Os contingentes formadores, indígena, adventício português e africano, mesclaram-se de diversas formas: pela miscigenação, pela catequese, pela guerra e pela fronteira. Dessas, a mais conhecida e comum foi a miscigenação, para o que concorreu a miscibilidade nata do português. Com a vinda de muitos homens de Portugal sem família, em pouco tempo, surgiu no Brasil um contingente de mestiços, a princípio fruto das relações livres entre portuguesas e mulheres indígenas, e depois entre portuguesas e africanas, como resultado das relações patriarcais em torno da casa grande, a sede de poder no Brasil seiscentista.
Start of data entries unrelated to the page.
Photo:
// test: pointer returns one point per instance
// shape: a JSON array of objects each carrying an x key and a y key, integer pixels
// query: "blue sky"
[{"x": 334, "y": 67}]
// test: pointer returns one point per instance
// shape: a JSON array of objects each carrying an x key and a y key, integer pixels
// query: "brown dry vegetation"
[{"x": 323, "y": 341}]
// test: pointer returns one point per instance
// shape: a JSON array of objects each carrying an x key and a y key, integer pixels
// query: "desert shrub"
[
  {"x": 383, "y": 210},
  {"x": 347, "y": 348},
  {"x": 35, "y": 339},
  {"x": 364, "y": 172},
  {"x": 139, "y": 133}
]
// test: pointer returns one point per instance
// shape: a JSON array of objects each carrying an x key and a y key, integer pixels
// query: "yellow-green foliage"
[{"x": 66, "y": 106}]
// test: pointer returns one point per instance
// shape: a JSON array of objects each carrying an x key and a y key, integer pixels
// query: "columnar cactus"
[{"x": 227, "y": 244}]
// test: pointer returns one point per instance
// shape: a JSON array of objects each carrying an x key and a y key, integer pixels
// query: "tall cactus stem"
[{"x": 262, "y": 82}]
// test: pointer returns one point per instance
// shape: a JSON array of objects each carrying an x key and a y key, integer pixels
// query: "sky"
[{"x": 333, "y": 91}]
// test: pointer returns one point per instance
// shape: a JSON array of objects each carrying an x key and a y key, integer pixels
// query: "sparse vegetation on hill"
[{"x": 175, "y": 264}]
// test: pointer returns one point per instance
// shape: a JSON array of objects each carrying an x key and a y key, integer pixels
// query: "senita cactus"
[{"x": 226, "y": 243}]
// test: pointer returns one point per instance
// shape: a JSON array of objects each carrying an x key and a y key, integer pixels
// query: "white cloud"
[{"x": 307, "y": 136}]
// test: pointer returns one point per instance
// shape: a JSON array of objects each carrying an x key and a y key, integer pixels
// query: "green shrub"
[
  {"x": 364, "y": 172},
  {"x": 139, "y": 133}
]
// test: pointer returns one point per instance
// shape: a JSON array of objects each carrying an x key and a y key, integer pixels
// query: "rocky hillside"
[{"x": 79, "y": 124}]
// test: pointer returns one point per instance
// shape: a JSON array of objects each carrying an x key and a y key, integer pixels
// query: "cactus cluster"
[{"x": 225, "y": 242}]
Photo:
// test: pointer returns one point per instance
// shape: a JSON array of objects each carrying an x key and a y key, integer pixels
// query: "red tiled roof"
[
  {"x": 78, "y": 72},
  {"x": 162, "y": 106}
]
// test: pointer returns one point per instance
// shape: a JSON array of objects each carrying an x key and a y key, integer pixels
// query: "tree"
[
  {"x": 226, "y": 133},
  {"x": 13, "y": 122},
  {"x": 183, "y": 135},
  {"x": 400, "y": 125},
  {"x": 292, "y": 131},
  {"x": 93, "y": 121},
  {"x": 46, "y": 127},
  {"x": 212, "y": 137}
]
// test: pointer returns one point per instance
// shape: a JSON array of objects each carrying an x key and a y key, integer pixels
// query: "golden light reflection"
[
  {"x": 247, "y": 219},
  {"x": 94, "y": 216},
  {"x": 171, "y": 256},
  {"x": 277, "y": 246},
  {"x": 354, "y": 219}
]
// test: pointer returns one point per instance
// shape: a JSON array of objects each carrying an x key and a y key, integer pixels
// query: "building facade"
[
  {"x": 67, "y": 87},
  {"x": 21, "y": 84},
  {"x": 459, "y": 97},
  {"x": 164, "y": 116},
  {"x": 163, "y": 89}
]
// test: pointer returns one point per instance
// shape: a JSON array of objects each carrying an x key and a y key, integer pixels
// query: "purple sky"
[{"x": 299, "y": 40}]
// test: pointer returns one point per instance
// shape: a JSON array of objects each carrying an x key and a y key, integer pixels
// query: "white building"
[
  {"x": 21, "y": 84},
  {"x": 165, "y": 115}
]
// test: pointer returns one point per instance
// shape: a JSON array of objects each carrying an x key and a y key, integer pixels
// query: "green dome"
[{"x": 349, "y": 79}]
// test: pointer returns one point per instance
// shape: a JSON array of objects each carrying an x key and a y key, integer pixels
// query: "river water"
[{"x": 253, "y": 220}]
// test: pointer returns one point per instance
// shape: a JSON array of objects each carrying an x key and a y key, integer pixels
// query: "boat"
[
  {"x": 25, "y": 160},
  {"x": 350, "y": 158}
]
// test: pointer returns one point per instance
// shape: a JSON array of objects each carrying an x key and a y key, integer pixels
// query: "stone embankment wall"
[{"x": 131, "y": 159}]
Caboclos e mulatos povoaram a nova terra como novos tipos humanos, não apenas étnicos, porém ainda mais adaptados e flexíveis e, principalmente, reivindicativos de papéis próprios na sociedade.
A catequese, a conversão dos indígenas ao catolicismo, aconteceu pela difusão da liturgia entre eles, com adaptações de músicas e danças; pelo aldeamento das populações nativas em reduções ou missões; e pelo ensino das escolas jesuíticas frequentadas por “índios e filhos de portugueses, europeus e mestiços, caboclos arrancados às tabas e meninos órfãos vindos de Lisboa” (FREYRE, 2003, p. 223). Mas a religião católica influiu de outras maneiras na formação da população. Além da catequese, os jesuítas se notabilizaram pelo combate à escravidão indígena. Quanto à população africana, a mimetização da liturgia católica nas senzalas, por um lado, fez surgir ritos que tomaram forma, mais tarde, no século XX, na umbanda. Por outro, atraiu os escravos ao catolicismo, que criaram ordens religiosas e construíram igrejas que pudessem frequentar, particularmente em Minas Gerais.
Complexo, diverso e grande, o Brasil tem no catolicismo a melhor explicação para sua unidade: os fundamentos culturais de uma Nação em Jesus Cristo, como afirmou o Papa Francisco em sua homilia na missa de canonização de José de Anchieta, designado por João Paulo II Apóstolo do Brasil.
Porventura, o Brasil, como nação cristã pertencente à civilização que parece estar esquecendo o que é, por ser o que é, tenha o que dizer ao mundo.
FREYRE, Gilberto. Grande e Senzala: formação da família brasileira sob regime da economia patriarcal, 47ª ed. revista. São Paulo: Global Editora, 2003.